Monday, April 4, 2011

Leftist Groups Urge IMF To Use Proceeds Of Gold Sale For Debt Relief

The IMF has sold gold from time to time, and doesn't seem to be buying any more. When sales are announced the gold market gets jittery but the sales are usually absorbed with little more than hiccups when gold's in a bull market.

The latest round of IMF sales, of 400 tonnes as announced back in Septemebr of '09, is now complete. Now done, left-wing development groups want the institution to apply the gains to debt relief. The institution, in its earlier annoucements, all-but invited such requests.
Tim Jones, policy officer at the Jubilee Debt Campaign, urged the big western shareholders that dominate decision-making at the IMF to use the money for debt relief.

"The IMF is doing very well out of the economic crisis it helped to create, with a windfall from gold sales and profit from lending," Jones said. "Yet, many poor countries have been forced into debt through no fault of their own, whether due to disasters or the financial crisis caused by western banks. The IMF should use its excess money to cancel such debts."

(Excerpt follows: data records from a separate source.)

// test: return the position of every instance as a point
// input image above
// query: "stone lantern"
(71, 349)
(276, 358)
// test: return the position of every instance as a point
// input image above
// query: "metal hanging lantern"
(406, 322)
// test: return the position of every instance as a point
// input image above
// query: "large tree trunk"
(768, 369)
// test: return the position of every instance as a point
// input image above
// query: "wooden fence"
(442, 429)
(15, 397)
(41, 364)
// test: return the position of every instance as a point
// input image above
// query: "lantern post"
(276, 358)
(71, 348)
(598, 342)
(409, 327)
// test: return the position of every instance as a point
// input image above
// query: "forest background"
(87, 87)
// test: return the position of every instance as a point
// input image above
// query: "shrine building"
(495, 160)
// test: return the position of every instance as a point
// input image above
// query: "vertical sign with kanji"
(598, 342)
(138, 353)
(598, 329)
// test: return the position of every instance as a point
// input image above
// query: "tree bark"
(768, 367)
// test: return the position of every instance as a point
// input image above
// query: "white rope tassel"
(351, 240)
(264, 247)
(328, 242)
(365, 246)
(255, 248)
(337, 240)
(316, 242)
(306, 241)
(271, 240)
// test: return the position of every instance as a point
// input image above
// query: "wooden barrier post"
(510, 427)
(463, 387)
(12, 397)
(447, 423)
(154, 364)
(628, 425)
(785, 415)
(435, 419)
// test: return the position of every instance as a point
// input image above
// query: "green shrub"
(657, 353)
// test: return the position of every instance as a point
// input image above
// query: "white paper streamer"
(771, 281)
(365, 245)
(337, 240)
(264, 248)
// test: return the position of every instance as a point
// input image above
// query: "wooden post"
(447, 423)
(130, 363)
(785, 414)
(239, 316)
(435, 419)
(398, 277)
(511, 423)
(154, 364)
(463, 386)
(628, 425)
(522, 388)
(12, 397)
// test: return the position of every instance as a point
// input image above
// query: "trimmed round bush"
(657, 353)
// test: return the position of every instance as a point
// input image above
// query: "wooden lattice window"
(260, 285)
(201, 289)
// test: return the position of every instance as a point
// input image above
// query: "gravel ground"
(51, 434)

He said a total of 58 civil society organisations and networks from across the world have written to the governments that control the IMF, calling on them to use the windfall to cancel poor countries' debts. Signatories include Oxfam International, the International Trade Union Confederation, Action Aid International, Cafod, Save the Children and the World Development Movement.
The precise figure asked for was $2.6 billion.


Interestingly, some spokespeople for those left-wing groups are treating the IMF as if it were acting like a profit-making corporation when it shouldn't.